LDkit accepts two widely used formats. The input file could be either VCF format or PLINK ‘ped + map’ format [8]. LDkit is programmed using parallel computing technology so that there is no need to separate files by chromosomes. For minimizing the analysis steps when there are multiple subgroups, all subgroup information could be given in a single file, and the LD analysis for all subgroups will be performed at one-time submission.

LD analysis

Two types of LD measurements D’ and r² were implemented in LDkit [14, 15]. The statistic D’ is calculated using the same algorithm in PopLDdecay. Instead of the r² derived from D’ statistic as implemented in Haploview and PopLDdecay, the LDkit takes the squared Pearson correlation as PLINK (with –r2 flag). There are three different kinds of LD analyses supported by LDkit. In addition to supporting the most used LD decay and LD block analysis, LDkit also implemented a function to calculate linkage between a site and a given region, which is called the LD site.

Parallel computing

As the multicore machine is easily available currently, we parallelized the computation in a multiple-threads way with specific optimization on programing (Fig. 1b).
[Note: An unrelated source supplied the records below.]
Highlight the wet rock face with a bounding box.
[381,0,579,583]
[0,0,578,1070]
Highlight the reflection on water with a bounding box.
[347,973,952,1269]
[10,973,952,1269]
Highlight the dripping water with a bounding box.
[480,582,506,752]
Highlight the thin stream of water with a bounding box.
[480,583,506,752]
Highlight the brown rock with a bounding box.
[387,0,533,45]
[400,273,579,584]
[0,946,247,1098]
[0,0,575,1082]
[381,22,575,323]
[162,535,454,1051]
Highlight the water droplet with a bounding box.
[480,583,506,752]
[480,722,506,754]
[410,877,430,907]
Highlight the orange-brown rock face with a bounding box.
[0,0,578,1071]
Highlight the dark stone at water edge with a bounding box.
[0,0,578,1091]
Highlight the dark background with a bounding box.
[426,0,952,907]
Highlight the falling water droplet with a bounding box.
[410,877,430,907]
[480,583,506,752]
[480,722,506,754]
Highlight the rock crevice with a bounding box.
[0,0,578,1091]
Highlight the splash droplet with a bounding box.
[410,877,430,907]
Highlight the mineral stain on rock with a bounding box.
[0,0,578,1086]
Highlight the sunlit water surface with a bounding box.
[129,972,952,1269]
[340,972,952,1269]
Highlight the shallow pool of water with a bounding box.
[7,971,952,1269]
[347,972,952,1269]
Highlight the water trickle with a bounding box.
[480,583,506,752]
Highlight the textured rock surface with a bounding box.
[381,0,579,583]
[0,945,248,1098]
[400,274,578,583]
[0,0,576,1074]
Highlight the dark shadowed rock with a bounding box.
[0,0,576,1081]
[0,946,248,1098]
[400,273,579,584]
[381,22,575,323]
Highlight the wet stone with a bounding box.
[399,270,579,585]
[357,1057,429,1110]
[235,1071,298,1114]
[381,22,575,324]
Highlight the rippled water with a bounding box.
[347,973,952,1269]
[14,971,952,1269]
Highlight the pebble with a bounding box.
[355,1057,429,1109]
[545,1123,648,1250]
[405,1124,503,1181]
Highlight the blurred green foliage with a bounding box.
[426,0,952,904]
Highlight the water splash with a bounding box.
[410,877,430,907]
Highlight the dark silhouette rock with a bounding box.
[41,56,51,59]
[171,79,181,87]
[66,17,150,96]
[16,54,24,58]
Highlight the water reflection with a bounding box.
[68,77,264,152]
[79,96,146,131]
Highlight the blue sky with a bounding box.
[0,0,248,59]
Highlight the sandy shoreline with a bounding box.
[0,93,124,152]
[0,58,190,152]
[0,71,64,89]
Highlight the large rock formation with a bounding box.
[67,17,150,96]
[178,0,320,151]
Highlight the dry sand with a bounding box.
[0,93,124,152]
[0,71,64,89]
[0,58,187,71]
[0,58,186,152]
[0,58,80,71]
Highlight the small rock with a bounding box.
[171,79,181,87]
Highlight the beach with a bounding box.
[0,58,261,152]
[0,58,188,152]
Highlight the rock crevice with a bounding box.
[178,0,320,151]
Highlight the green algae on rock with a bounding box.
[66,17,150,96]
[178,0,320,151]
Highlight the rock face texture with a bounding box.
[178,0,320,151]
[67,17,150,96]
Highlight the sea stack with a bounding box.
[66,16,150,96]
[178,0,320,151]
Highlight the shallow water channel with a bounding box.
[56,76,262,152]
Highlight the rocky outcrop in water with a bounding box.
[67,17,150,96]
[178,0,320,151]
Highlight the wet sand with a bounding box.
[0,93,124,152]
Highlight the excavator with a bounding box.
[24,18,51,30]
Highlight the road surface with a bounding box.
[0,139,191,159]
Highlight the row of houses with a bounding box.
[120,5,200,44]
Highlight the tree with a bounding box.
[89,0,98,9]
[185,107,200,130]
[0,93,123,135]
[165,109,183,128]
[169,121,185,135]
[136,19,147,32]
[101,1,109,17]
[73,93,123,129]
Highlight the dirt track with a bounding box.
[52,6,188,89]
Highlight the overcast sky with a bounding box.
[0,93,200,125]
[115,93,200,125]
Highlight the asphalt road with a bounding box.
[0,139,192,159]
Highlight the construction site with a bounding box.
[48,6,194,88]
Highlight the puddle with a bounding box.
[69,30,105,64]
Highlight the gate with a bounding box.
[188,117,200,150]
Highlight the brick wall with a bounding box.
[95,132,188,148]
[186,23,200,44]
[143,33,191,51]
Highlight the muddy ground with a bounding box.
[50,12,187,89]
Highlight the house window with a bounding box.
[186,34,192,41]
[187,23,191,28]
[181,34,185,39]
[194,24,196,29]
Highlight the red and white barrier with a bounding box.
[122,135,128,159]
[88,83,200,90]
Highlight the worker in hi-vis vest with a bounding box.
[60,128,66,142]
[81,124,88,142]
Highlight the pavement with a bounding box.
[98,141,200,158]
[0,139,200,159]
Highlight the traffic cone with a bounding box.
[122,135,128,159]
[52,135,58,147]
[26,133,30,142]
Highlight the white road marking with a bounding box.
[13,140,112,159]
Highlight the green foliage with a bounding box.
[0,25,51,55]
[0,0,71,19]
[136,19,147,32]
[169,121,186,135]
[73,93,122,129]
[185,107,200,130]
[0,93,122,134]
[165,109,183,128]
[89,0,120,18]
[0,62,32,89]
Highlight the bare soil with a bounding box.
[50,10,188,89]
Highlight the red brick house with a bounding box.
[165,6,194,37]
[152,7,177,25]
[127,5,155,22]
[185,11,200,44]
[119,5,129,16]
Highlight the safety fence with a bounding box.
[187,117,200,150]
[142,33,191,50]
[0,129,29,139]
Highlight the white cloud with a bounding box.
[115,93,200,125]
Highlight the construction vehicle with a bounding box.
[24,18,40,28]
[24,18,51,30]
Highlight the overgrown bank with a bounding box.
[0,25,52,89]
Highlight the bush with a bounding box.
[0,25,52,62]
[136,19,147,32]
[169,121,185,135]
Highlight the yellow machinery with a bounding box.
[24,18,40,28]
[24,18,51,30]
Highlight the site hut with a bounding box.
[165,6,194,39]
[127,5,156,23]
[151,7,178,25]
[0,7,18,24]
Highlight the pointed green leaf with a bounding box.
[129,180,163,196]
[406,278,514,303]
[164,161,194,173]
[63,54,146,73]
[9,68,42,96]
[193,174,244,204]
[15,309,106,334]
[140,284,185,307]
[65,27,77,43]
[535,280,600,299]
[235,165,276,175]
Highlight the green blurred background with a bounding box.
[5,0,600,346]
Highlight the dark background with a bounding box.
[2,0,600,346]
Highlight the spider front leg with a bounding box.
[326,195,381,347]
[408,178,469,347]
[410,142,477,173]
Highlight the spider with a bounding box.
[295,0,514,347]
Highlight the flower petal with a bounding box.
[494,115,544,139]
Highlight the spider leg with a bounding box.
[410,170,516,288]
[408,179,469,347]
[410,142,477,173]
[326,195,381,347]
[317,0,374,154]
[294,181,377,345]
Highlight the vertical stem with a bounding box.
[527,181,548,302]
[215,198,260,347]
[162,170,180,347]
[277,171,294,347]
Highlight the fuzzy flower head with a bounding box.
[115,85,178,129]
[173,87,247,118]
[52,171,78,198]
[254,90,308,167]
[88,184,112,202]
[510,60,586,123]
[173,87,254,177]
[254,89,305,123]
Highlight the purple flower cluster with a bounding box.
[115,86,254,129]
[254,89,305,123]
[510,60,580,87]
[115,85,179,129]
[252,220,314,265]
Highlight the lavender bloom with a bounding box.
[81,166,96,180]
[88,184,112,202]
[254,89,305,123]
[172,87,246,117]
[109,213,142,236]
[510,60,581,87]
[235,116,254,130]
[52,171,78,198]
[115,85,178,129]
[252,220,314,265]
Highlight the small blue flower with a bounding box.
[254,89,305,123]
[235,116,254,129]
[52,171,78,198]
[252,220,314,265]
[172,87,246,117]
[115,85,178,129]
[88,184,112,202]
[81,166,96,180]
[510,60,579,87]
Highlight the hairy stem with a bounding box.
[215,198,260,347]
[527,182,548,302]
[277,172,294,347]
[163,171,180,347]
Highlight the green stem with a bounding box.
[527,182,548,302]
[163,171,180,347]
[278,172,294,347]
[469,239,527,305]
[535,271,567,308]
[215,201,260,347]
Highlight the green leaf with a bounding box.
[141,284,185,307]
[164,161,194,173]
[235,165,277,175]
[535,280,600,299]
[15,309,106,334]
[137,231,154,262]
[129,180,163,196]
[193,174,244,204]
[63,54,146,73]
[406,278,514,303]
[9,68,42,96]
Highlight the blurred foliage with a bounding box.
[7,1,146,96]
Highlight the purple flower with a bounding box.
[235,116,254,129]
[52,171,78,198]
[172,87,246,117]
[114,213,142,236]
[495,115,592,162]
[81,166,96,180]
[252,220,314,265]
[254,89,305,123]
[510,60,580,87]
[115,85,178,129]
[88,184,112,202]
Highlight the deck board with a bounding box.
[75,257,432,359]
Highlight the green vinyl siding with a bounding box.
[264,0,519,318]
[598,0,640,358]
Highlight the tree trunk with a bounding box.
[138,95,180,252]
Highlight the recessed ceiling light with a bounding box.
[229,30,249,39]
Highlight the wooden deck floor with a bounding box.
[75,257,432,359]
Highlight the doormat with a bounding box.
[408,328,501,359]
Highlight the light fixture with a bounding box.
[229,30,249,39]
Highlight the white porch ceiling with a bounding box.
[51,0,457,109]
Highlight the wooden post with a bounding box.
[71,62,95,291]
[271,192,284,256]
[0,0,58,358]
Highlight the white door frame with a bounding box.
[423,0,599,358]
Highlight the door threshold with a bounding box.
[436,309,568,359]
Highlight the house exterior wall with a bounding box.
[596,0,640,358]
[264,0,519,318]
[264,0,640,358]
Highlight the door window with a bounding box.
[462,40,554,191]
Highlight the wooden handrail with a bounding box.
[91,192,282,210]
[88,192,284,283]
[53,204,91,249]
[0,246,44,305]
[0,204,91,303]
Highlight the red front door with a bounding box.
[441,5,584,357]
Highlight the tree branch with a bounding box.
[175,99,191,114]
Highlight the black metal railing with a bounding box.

Firstly, the whole data will be read into memory and filtered at the same time. This step is currently not parallelized. Then, the entire data will be divided into N*2 parts, N refers to the number of all available threads in the machine. Alternatively, the number of threads could be given by users to avoid the potential overuse of the computer resource. To reduce the channel blackout periods in this step, we optimized the program by balancing each thread’s usage using multiple virtual threads. Finally, the partial results from all partitions are gathered and combined into the final output.

Visualization and output

LDkit could output the figure of LD decay or heatmap of the LD block directly. Different from other software, LDkit provides an adjustable view of LD decay to help users choose a better combination of parameters (Fig. 1c). Users might want to plot the LD decay; accordingly, the initial results for plotting are provided by LDkit. It will be convenient for users to represent the result with other software such as R or python.

LDkit interface

The main interface of LDkit is designed to include all sections, such as file inputs, parameter setting, selection of LD type and measurement, and plotting. All settings will be displayed on the right side for the user to double-check before running. Considering the long running time of large files, we designed a DNA logo in the bottom-right interface. The dynamic DNA logo indicates the working status of the task. Considering the multiple-task situation, we also developed a stand-alone package that could be used locally or on a cloud platform.

LD decay analysis

To assess the performance of LDkit on LD decay analysis, we tested the software using the chromosome 22 dataset from the Human 1000 genome. There are 2,504 individuals and 219,790 variants in this dataset. For LD decay analysis, we only retained single nucleotide polymorphisms (SNPs) with a missing rate below 0.2 and an allele frequency higher than 0.01. The window size used to calculate pair-wise r² was set to 100 kb. Although the algorithms for calculating the r² in LDkit and PopLDdecay are different, the two software generated the same pattern of LD decay (Additional file 1: Fig. S1). When only one thread was used, PopLDdecay is about 1 - 4 times faster than LDkit with almost the same memory usage. LDkit spent about 77 minutes, nearly twice as long as PopLDdecay (Table 1). When the number of threads was set to 32, the runtime was reduced to less than 6 minutes. The memory used was not affected by the increasing number of threads and was comparable with PopLDdecay.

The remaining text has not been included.